Yani bugün iş şuraya düğümlendi. PKK silah bırakacak mı bırakmayacak mı? Amerika, İsrail bırak bırakma sakın devam et diyor. Türkiye'de bırakması için tabii İran'da aynı şekilde Irak'ta, Suriye'de bu ülkelerde bırakması için mücadele ediyor. Bu arada tabii önemli bir cepheleşme Suriye'nin kuzeydoğusunda. Orada bir PYD, YPG varlığı var. Yani PKK'nın oradaki güçleri ve önemli bir silahlı güçleri de var. Dolayısıyla Suriye'nin toprak bütünlüğü ve Suriye'de Suriye devleti dışında ikinci bir ordunun, askeri gücün bulunmaması hem Türkiye'nin hem İran'ın hem Irak'ın ve Suriye'nin tabii en başta e menfaatlerine dolayısıyla bir de Suriye'nin kuzeydoğusunda böyle bir cepheleşme söz konusu. Bütün bunlara baktığımız zaman İsrail'in ve Amerika'nın istikbalinin pek parlak olmadığı ortadadır. Yani Amerika ve İsrail iddialarını sürdürecek güce sahip değiller."

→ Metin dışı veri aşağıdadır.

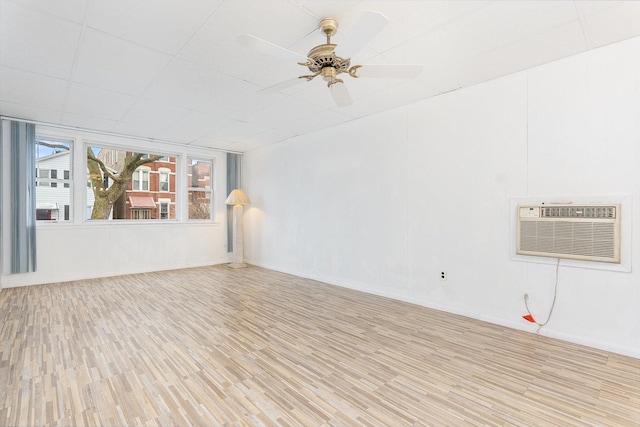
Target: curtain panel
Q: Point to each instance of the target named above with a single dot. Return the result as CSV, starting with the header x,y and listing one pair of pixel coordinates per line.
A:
x,y
234,180
18,202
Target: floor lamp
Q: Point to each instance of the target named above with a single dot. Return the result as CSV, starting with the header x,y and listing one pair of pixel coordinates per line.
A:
x,y
238,199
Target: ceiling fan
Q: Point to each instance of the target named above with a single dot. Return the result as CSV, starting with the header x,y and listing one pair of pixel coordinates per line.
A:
x,y
323,61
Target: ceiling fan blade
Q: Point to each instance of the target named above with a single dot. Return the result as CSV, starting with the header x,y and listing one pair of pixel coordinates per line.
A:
x,y
366,27
269,48
280,86
391,71
340,94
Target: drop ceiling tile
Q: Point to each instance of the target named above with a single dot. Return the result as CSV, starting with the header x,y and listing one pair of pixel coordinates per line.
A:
x,y
162,26
337,9
215,45
23,87
239,100
615,23
187,85
282,112
153,114
211,142
111,63
320,120
96,102
236,131
71,10
409,19
87,122
37,42
29,112
193,126
559,42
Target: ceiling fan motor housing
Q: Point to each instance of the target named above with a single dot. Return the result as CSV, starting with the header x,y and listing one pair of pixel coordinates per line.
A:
x,y
323,56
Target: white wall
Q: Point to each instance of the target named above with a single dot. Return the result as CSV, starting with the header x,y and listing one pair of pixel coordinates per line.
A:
x,y
84,249
383,204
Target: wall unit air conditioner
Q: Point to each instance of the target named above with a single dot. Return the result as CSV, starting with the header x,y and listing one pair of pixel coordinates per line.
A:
x,y
589,232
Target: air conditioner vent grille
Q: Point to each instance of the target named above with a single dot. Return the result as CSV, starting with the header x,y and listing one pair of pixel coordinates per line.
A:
x,y
578,211
579,232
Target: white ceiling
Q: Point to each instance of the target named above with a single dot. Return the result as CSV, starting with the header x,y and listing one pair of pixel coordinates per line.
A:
x,y
173,70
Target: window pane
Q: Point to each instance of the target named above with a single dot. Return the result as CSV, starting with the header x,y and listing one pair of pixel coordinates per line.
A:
x,y
199,204
199,174
53,194
138,198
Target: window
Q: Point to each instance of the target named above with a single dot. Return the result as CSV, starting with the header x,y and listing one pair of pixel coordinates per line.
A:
x,y
140,213
199,182
141,180
146,178
164,208
53,194
164,180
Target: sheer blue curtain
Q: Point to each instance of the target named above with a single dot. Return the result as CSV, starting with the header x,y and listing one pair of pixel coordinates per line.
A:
x,y
19,197
234,175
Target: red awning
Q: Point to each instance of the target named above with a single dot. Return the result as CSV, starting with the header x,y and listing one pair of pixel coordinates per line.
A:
x,y
142,202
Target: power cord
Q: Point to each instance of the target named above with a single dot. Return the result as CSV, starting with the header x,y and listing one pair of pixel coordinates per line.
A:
x,y
555,294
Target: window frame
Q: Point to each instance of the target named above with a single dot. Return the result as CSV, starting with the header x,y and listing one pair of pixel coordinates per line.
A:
x,y
52,189
209,190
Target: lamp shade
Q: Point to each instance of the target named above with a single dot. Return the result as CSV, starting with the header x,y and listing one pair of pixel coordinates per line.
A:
x,y
237,197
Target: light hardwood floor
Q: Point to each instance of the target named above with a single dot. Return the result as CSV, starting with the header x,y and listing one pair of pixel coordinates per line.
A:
x,y
215,346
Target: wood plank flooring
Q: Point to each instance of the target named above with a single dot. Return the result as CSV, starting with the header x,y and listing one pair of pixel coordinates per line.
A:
x,y
214,346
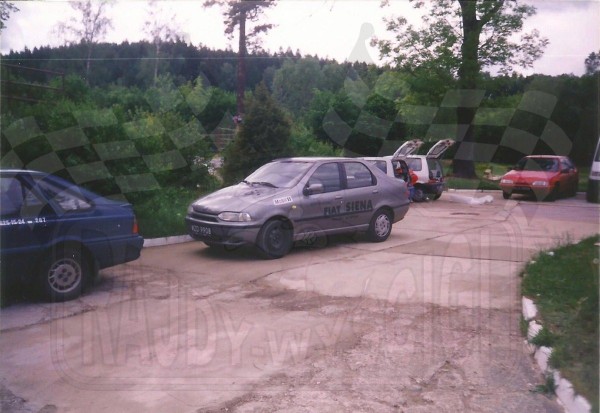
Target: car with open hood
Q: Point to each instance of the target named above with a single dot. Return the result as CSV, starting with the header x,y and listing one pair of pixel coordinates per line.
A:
x,y
55,235
295,199
546,177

Perinçek, Malatya’daki Kürecik Radar Üssü ile İncirlik Üssü’nün Türk Silahlı Kuvvetleri tarafından kontrol altına alınması çağrısını yineleyerek, “Bu üsler NATO üzerinden İsrail’e istihbarat sağlıyor. Başkomutan olarak Cumhurbaşkanı Erdoğan bu adımı atmalı” dedi.
15 Temmuz 2016’daki darbe girişimini “NATO darbesi” olarak niteleyen Perinçek, bu tarihten sonra Türk Silahlı Kuvvetleri, emniyet ve yargıdan NATO bağlantılı kadroların temizlendiğini belirtti. “Türkiye, Gladio yapılanmasını tasfiye ederek zincirlerini kırıyor” diye konuştu.
Türkiye’nin yönünü bölgesel işbirliğine çevirmesi gerektiğini vurgulayan Perinçek, İran, Suriye, Irak ve Türkiye arasında Avrupa Birliği benzeri bir birlik kurulmasını önerdi. “Bu süreç, bölge halklarının inisiyatif aldığı bir dönemi işaret ediyor” dedi.
Türkiye ile İran arasında tarihsel ve kültürel bağların güçlü olduğunu belirten Perinçek, “Türk milleti İran’la birlikte. Kimse bu kardeşliği bozamaz. Prangaları kırıyoruz, kıracağız” ifadelerini kullandı.